AWS Athena json_extract query from string field re

2019-07-12 19:47发布

问题:

I have a table in athena with this structure

CREATE EXTERNAL TABLE `json_test`(
  `col0` string , 
  `col1` string , 
  `col2` string , 
  `col3` string , 
  `col4` string , 
  )
ROW FORMAT SERDE 
  'org.apache.hadoop.hive.serde2.OpenCSVSerde' 
WITH SERDEPROPERTIES ( 
  'quoteChar'='\"', 
  'separatorChar'='\;') 

A Json String like this is stored in "col4":

{'email': 'test_email@test_email.com', 'name': 'Andrew', 'surname': 'Test Test'}

I´m trying to make a json_extract query:

SELECT json_extract(col4 , '$.email') as email FROM "default"."json_test"

But the query returns empty values.

Any help would be appreciated.

回答1:

The JSON needs to use double quotes (") for enclosing values.

Compare:

presto> SELECT json_extract('{"email": "test_email@test_email.com", "name": "Andrew"}' , '$.email');
            _col0
-----------------------------
 "test_email@test_email.com"

and

presto> SELECT json_extract('{''email'': ''test_email@test_email.com'', ''name'': ''Andrew''}', '$.email');
 _col0
-------
 NULL

(Note: '' inside SQL varchar literal mean single ' in the constructed value, so the literal here is the same format that in the question.)
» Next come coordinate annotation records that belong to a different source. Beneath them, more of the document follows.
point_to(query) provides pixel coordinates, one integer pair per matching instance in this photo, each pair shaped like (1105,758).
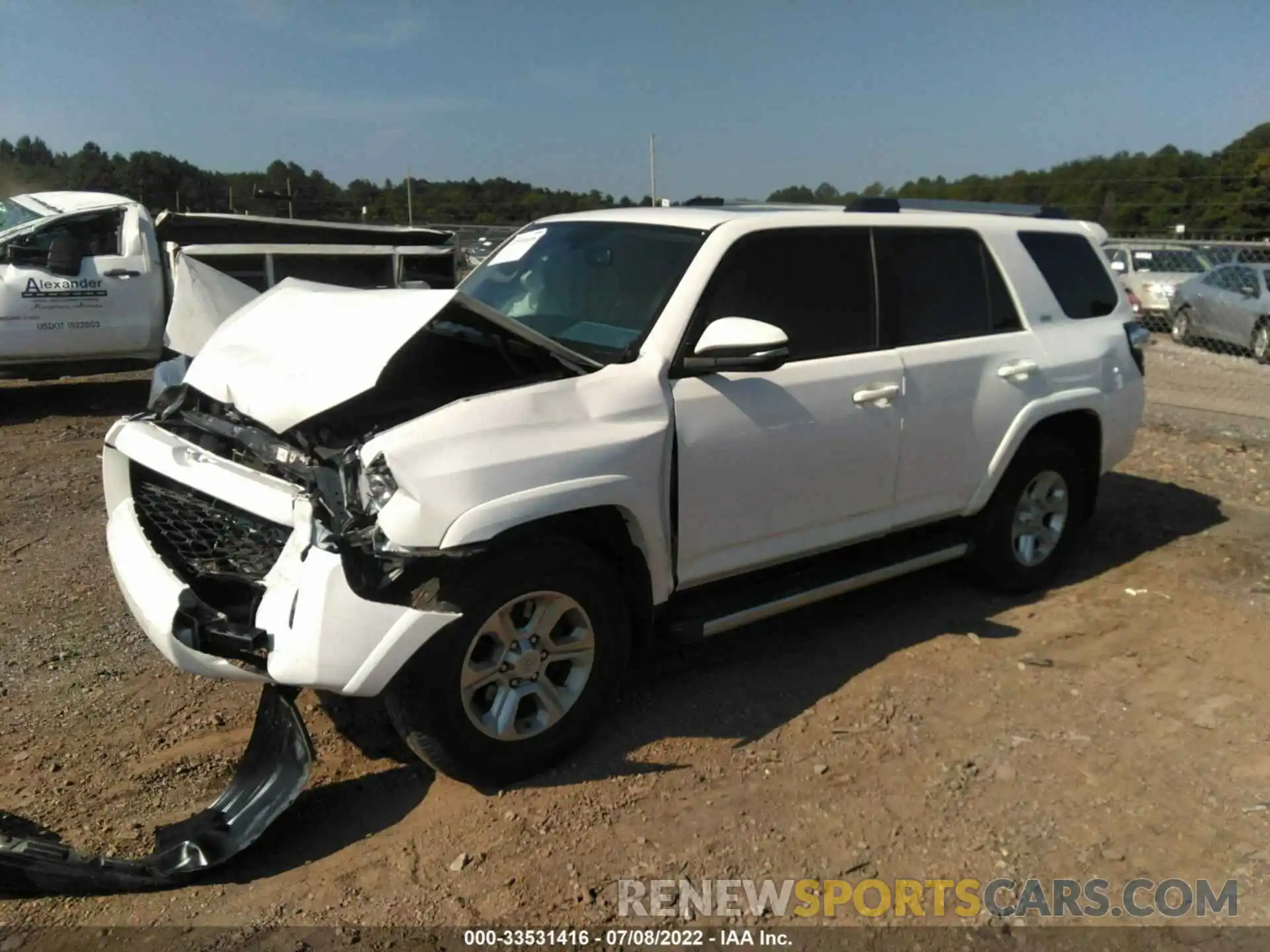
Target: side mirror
(65,255)
(738,344)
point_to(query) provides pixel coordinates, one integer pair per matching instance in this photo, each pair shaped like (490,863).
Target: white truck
(88,280)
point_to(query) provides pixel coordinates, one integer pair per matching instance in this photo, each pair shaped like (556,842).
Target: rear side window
(1074,272)
(940,285)
(814,285)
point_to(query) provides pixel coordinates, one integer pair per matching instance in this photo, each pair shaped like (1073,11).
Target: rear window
(1074,272)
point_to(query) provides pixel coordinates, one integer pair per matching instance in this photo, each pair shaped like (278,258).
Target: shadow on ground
(27,403)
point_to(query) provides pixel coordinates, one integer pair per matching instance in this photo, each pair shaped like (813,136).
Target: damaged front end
(346,495)
(271,776)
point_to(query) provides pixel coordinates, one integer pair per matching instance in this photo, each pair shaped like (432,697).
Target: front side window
(1074,272)
(1246,281)
(816,285)
(595,287)
(940,285)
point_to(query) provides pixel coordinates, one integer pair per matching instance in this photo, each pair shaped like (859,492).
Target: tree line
(284,188)
(1227,190)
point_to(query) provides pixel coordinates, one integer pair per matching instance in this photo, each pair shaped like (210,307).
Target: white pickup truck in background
(91,284)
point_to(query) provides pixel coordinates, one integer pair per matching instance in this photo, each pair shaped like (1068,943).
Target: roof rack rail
(887,205)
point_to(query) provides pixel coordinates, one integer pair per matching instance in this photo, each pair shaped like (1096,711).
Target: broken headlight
(375,485)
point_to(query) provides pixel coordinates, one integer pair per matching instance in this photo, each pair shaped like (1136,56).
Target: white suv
(625,426)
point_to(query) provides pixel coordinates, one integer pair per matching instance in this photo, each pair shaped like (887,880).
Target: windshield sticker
(515,249)
(600,334)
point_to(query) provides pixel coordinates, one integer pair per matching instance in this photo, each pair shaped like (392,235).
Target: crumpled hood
(302,348)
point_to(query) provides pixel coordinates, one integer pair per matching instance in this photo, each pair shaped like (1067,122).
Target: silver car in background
(1152,272)
(1230,303)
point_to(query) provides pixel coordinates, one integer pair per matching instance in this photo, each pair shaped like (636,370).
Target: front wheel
(1180,327)
(1025,531)
(521,680)
(1260,343)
If your string value is a "JSON with single quotes", you can try to fix it with replace(string, search, replace) → varchar



回答2:

The problem was the single quote char of the json string stored

{'email': 'test_email@test_email.com', 'name': 'Andrew', 'surname': 'Test Test'}

Changing to double quote

{"email": "test_email@test_email.com", "name": "Andrew", "surname": "Test Test"}

Athena Query works properly:

SELECT json_extract(col4 , '$.email') as email FROM "default"."json_test"